- Born: 19 September 1893 Shoharatgarh, Uttar Pradesh, India
- Died: 27 May 1986 (aged 92) Varanasi, Uttar Pradesh, India

= Jaideva Singh =

Indian musicologist (1893–1986)

Thakur Jaideva Singh (19 September 1893 in Shoratgarh, Uttar Pradesh – 27 May 1986 in Banaras) was an Indian musicologist and philosopher. He played a key role in the development of All India Radio where he was chief producer. He was influenced by the Indian musicologist Vishnu Narayan Bhatkhande.

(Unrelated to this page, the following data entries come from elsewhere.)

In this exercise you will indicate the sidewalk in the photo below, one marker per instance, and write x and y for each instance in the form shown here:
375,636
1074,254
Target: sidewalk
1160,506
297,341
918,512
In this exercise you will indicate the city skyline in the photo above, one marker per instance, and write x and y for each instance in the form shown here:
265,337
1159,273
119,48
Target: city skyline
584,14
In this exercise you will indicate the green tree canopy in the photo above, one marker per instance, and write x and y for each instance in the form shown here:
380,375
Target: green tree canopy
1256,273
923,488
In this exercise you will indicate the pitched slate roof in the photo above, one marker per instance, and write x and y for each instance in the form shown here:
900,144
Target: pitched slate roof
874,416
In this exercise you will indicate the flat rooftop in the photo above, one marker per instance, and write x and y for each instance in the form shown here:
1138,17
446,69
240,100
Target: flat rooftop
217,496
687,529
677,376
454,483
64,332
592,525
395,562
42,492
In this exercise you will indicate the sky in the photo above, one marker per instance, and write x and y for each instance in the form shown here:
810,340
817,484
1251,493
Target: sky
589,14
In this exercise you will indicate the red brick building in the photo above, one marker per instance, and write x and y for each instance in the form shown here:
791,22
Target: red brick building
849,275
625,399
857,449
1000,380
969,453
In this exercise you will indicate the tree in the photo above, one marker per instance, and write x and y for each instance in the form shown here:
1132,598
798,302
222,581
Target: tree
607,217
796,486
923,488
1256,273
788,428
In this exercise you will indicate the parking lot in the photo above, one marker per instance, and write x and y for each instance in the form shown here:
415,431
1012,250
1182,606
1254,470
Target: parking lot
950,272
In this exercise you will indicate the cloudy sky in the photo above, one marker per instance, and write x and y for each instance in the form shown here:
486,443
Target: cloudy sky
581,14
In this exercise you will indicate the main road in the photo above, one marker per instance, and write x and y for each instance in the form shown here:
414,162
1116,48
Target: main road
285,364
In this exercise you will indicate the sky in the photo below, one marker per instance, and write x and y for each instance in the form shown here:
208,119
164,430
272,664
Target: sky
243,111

Singh was a scholar in the Kashmir Saivism school of Indian philosophy, a subject he studied for many years with Swami Lakshman Joo in Kashmir. He prepared and published first-ever English and Hindi translations of a number of Shaivite scriptures. Singh was appointed as the Chairman of the Uttar Pradesh Sangeet Natak Akademi in 1973. He was awarded the Padma Bhushan in 1974 for his contribution to music. Thakur Jaideva Singh contributed numerous papers on music. He studied vocal music with Srikrishna Harihirlekar and Nankoo Bhaya Telang; was elected a Fellow of the Sangeet Natak Akademy in 1965; was honoured by Akhil Bharatiya Gandharva Maha Vidyalaya Mandal and awarded Padma Bhushan by the President of India in 1974.

==Selected works==
- Introduction to Madhyamaka Philosophy, Bharatiya Vidya Prakashan, Varanasi, 1968.
- Pratyabhijnahrdayam: The Secret of Self-Recognition, by Kṣemarāja, translation, Motilal Banarsidass, Delhi, 1977.
- Vijnanabhairava or Divine Consciousness: A Treasury of 112 Types of Yoga, translation, Motilal Banarsidass, Delhi, 1979.
- Siva Sutras: The Yoga of Supreme Identity, by Vasugupta, translation, Motilal Banarsidass, Delhi, 1979.
- Spanda-Karikas: The Divine Creative Pulsation, by Vasugupta, translation, Motilal Banarsidass, Delhi, 1980.
- Para-trisika-Vivarana by Abhinavagupta: The Secret of Tantric Mysticism, by Abhinavagupta, translation, Motilal Banarsidass, Delhi, 1988.
- Los Shiva Sutras: El yoga del reconocimiento de la identidad con el Ser supremo, by Vasugupta, translation into Spanish, Fundación Genesian, Sevilla, 2000.
- Pratyabhijñahridayam. El secreto del autorreconocimiento, by Kṣemarāja, translation into Spanish, Ediciones Maha Yoga, Buenos Aires, 2013.
- Los Shiva Sutras: El yoga del reconocimiento de la identidad con el Ser supremo, by Vasugupta, translation into Spanish, Ediciones Maha Yoga, Buenos Aires, 2023.